Now I see some of the differences in our experience. In a mold, you put down the gel coat first to create your finished surface and layer in from there. I wouldn't have to worry about slight uneveness, because that's on the inside. You on the other hand have to layer and then finish that side. You must be a very patient person. I think that would drive me batty. I admire your diligence.

The roving I have used is about 20 oz. and not suited for compound curves.

Cheers
Cal
 
I don't think there will be any resonance of the fibreglass to worry about, because there is a big mdf wall right behind it, protecting it from any pressure changes. This is what Raami found (see link on page 1).

And oh yeah, if you do this "bondo milkshake," how much would you put inside your average subwoofer enclosure? Do you want it to coat the walls as well, or just the junctions?

Talk to you later,

Philip
 
An alternative to a chopped strand mat would be a harness-satin (or crow's feet) weave.
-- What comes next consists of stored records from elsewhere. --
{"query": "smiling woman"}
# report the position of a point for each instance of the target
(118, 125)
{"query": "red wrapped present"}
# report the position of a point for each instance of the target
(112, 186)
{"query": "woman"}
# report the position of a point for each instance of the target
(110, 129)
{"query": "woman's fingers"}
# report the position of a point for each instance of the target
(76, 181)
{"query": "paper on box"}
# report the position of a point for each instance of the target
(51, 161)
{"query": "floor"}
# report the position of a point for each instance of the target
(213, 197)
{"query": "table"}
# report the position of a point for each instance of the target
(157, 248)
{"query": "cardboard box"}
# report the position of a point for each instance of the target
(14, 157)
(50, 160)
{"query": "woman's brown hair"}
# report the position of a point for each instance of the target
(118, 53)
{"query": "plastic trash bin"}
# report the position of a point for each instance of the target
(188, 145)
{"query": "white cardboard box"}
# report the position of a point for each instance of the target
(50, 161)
More continuous fibers, thus higher stiffness, than chopped strand mats but still very flexible and suitable for compound curves of fairly small radius (at least in the lightweight varieties... a few osy or so).

I'd recommend a mixture of resin and microballoon to speed the exterior filling and finishing process. Better than bondo IMO when working with a composite structure of the same resin chemistry. Tends to be more durable as the secondary bond between the resins is very strong relative to dissimilar materials like high-build primers or bondo. Save the primers for the last step or two in the finishing process.